Director: Nupur Asthana
There’s a little bit of Latika (Chitrangda Singh) in every Indian woman who doesn’t pride oneself on being a housewife. She doesn’t mind being a housewife but she doesn’t really enjoy it either. The bottom-line is given a chance she wouldn’t be one. She wanted to be a writer but unwittingly got trapped in the rigmarole of being a homebody. She is still struggling to finish writing her first novel. Cutting Chai deals with the idea of finding a perfect balance between being ambitious and being a domestic person. The main protagonist Latika engages in self-conversation a lot (in her mind), in a bid to find solutions to her pressing problems.
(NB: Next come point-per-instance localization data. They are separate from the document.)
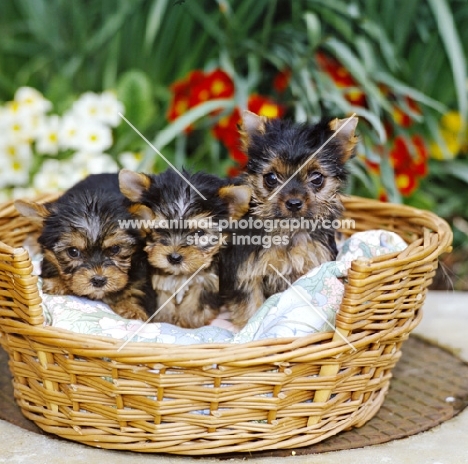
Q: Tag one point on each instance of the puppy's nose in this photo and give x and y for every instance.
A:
(174, 258)
(294, 204)
(99, 281)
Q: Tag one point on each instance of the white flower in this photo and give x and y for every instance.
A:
(16, 162)
(110, 108)
(94, 137)
(33, 100)
(103, 108)
(56, 175)
(87, 106)
(93, 163)
(48, 136)
(130, 160)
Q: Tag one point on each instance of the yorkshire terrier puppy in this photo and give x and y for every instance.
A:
(295, 171)
(87, 253)
(184, 238)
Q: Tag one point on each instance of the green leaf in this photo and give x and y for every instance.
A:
(155, 16)
(453, 48)
(411, 92)
(170, 132)
(456, 168)
(313, 29)
(134, 90)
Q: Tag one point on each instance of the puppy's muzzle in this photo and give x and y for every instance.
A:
(294, 204)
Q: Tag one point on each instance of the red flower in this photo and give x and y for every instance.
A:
(227, 128)
(196, 88)
(281, 80)
(216, 84)
(233, 171)
(409, 162)
(342, 78)
(264, 106)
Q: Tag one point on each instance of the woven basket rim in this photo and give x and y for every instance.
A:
(359, 265)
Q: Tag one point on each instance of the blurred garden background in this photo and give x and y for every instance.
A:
(180, 71)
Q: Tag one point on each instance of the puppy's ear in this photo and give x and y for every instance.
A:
(345, 135)
(29, 209)
(237, 198)
(133, 184)
(251, 124)
(141, 212)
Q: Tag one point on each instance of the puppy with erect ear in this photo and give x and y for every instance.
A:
(295, 172)
(182, 215)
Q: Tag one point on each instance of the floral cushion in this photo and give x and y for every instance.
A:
(308, 306)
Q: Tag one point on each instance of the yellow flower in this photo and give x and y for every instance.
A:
(452, 121)
(451, 131)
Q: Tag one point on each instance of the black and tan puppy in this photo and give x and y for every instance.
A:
(183, 238)
(86, 251)
(295, 171)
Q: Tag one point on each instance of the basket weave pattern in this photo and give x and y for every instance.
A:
(207, 399)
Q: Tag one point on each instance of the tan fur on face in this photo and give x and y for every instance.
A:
(259, 280)
(192, 259)
(127, 303)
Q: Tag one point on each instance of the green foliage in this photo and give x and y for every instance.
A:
(140, 47)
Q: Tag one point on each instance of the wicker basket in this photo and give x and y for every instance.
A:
(208, 399)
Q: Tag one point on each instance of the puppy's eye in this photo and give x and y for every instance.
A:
(73, 252)
(270, 179)
(113, 250)
(316, 179)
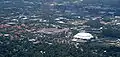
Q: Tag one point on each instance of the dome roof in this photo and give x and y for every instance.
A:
(83, 36)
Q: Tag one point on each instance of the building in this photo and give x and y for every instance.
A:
(82, 37)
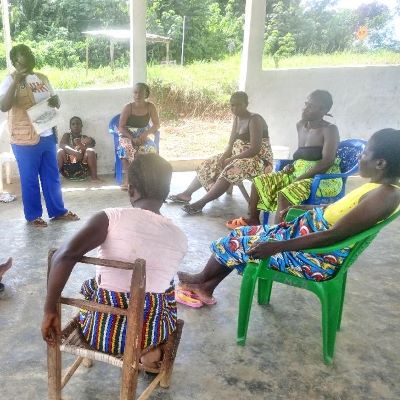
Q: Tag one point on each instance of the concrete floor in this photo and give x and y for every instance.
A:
(283, 355)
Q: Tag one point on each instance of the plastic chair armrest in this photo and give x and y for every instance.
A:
(293, 213)
(281, 163)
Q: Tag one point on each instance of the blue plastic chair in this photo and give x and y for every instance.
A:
(349, 151)
(113, 130)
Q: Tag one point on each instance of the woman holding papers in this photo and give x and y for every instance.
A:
(34, 148)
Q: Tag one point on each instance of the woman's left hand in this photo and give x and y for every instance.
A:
(264, 250)
(228, 160)
(54, 101)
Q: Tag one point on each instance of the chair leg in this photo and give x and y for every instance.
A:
(265, 217)
(330, 302)
(170, 351)
(342, 301)
(264, 291)
(8, 172)
(54, 367)
(246, 298)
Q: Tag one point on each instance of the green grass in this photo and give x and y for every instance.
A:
(217, 79)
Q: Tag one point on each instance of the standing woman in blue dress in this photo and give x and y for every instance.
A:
(35, 152)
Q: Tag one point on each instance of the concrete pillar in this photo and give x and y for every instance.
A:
(253, 42)
(138, 65)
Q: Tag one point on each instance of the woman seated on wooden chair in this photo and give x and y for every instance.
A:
(247, 155)
(319, 226)
(125, 234)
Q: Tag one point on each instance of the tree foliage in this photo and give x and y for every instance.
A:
(213, 29)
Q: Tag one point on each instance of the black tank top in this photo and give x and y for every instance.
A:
(245, 136)
(138, 121)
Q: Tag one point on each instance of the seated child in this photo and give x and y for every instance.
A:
(125, 234)
(76, 156)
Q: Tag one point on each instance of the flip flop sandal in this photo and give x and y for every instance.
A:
(38, 223)
(190, 210)
(205, 300)
(69, 216)
(236, 223)
(182, 298)
(175, 199)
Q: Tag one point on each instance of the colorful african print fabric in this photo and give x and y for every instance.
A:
(270, 185)
(73, 169)
(239, 169)
(127, 150)
(106, 332)
(231, 250)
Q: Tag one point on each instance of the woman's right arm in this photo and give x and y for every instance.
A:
(228, 150)
(375, 206)
(64, 144)
(8, 98)
(123, 120)
(90, 236)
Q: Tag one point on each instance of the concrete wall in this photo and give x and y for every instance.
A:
(365, 99)
(96, 108)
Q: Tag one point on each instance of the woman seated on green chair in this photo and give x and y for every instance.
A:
(316, 227)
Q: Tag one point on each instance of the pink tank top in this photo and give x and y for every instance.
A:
(136, 233)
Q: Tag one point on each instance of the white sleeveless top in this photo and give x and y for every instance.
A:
(136, 233)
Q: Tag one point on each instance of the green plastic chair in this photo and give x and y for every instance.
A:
(330, 292)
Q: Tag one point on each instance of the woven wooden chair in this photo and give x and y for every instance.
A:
(73, 342)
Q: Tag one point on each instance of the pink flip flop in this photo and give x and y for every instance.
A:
(182, 297)
(205, 300)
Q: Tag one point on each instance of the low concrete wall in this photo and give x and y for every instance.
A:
(366, 98)
(96, 107)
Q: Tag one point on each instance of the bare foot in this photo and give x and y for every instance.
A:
(185, 277)
(180, 198)
(201, 294)
(5, 267)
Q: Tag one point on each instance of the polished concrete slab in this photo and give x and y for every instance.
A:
(283, 355)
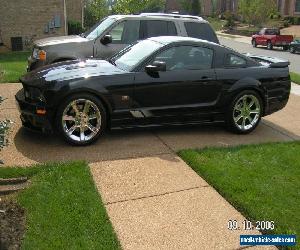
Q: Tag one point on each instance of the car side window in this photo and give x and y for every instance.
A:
(186, 57)
(201, 31)
(155, 28)
(126, 32)
(235, 61)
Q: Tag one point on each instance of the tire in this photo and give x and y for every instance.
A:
(292, 50)
(238, 117)
(286, 47)
(81, 119)
(269, 45)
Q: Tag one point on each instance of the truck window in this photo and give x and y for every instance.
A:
(155, 28)
(126, 32)
(201, 31)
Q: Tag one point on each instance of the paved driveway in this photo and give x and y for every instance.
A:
(154, 200)
(26, 147)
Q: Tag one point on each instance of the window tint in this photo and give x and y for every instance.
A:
(159, 28)
(201, 31)
(186, 57)
(126, 32)
(235, 61)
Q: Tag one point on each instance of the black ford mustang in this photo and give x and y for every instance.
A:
(158, 81)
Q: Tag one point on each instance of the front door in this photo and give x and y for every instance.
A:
(123, 34)
(187, 89)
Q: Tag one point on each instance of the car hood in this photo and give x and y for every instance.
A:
(70, 70)
(59, 40)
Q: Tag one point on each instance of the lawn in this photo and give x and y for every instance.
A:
(12, 66)
(63, 208)
(261, 181)
(295, 77)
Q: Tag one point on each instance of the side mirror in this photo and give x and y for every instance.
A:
(156, 66)
(106, 39)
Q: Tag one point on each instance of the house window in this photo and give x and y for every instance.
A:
(297, 7)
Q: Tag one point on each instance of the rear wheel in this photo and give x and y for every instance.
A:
(244, 113)
(269, 45)
(292, 50)
(81, 119)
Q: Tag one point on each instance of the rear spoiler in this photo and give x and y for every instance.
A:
(272, 62)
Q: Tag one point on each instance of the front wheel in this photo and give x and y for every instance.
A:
(244, 113)
(81, 119)
(269, 45)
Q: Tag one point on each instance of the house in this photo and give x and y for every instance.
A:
(207, 6)
(289, 7)
(22, 21)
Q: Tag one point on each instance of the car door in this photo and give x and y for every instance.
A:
(123, 33)
(187, 87)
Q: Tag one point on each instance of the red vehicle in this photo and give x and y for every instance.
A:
(272, 38)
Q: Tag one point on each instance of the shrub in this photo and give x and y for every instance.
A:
(74, 28)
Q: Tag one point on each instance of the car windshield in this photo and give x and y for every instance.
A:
(99, 28)
(131, 56)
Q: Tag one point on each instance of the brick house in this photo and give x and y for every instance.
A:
(289, 7)
(22, 21)
(207, 6)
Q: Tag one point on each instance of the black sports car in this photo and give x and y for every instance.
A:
(158, 81)
(295, 46)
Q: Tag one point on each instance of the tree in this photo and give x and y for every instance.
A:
(95, 10)
(256, 11)
(191, 6)
(138, 6)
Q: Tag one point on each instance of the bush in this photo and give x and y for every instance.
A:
(74, 28)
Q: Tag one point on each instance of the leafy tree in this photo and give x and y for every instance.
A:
(138, 6)
(94, 12)
(256, 11)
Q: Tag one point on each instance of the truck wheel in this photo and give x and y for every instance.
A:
(285, 48)
(244, 113)
(292, 50)
(269, 45)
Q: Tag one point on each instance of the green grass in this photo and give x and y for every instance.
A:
(295, 77)
(216, 23)
(261, 181)
(63, 208)
(12, 66)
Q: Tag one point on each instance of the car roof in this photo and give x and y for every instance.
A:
(165, 40)
(162, 16)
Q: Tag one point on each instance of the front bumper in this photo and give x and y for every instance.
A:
(29, 117)
(34, 64)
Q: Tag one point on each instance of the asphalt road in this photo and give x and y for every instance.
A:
(276, 52)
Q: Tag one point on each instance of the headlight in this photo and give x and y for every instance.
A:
(34, 94)
(39, 54)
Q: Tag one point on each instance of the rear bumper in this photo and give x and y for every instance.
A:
(34, 64)
(29, 117)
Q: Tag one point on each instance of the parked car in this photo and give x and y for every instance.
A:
(272, 38)
(295, 46)
(157, 81)
(115, 33)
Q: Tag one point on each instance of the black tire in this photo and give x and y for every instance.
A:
(95, 104)
(231, 112)
(292, 50)
(286, 47)
(269, 45)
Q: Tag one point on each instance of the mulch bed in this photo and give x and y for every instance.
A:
(12, 224)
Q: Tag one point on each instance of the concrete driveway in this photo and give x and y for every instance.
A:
(154, 200)
(26, 147)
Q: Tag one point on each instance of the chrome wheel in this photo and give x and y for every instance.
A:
(81, 120)
(246, 112)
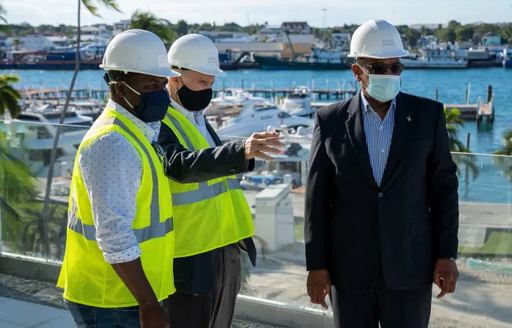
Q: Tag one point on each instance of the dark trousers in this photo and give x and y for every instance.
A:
(215, 308)
(92, 317)
(390, 308)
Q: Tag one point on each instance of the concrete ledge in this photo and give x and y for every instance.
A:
(29, 267)
(247, 307)
(281, 314)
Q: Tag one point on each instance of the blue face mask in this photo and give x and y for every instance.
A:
(383, 87)
(153, 105)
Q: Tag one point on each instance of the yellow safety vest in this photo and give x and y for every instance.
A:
(210, 214)
(85, 275)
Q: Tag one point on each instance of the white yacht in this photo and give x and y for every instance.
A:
(248, 115)
(32, 133)
(298, 103)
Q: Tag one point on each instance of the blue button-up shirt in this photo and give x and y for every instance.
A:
(378, 136)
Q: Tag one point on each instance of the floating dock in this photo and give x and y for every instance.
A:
(481, 112)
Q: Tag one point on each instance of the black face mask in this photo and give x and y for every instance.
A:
(195, 100)
(153, 105)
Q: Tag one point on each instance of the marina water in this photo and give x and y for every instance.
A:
(451, 85)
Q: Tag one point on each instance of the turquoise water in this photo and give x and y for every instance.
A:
(450, 83)
(491, 185)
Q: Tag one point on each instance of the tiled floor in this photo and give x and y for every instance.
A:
(17, 314)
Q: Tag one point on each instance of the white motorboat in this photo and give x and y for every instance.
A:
(32, 133)
(260, 115)
(298, 103)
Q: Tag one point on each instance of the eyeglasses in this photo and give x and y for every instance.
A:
(395, 68)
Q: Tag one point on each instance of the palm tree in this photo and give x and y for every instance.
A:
(453, 123)
(93, 9)
(9, 96)
(161, 27)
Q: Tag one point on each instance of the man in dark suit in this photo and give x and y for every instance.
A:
(381, 198)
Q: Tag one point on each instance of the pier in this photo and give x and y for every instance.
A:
(318, 94)
(102, 94)
(481, 112)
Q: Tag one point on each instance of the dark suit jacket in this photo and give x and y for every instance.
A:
(358, 230)
(196, 274)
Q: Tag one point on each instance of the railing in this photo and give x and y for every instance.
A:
(484, 292)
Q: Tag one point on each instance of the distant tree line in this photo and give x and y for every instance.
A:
(452, 32)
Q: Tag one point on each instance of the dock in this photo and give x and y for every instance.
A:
(101, 94)
(481, 112)
(319, 94)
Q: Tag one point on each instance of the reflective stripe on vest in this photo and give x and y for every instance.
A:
(204, 191)
(156, 228)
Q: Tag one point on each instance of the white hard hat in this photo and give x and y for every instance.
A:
(197, 53)
(377, 39)
(137, 51)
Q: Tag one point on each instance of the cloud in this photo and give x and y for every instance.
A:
(338, 12)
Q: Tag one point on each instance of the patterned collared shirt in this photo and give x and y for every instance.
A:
(112, 171)
(379, 134)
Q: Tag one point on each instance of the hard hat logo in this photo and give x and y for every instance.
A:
(197, 53)
(137, 51)
(388, 43)
(377, 39)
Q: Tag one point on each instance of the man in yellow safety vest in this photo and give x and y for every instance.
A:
(120, 236)
(213, 220)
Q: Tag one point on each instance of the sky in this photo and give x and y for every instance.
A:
(318, 13)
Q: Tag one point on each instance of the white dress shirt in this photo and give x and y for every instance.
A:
(112, 172)
(197, 119)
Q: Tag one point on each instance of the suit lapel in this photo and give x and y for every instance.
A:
(401, 130)
(355, 130)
To her credit, she uses her doubts and transforms them into self-assurance, and rekindles her comatose personal life once again. Her strength lies in the fact that she doesn’t blame anyone for her pitiful situation but takes it upon herself to get out of her predicament. And she does. In an unexpected manner, a cup of ‘cutting chai’ unblocks her creative mind and makes her notice the millions of stories unfolding right in front of her eyes.
P.S: The stories are inspired by personal essays from The New York Times column – Modern Love. The Indian anthology is further inspired by the American counterpart Modern Love.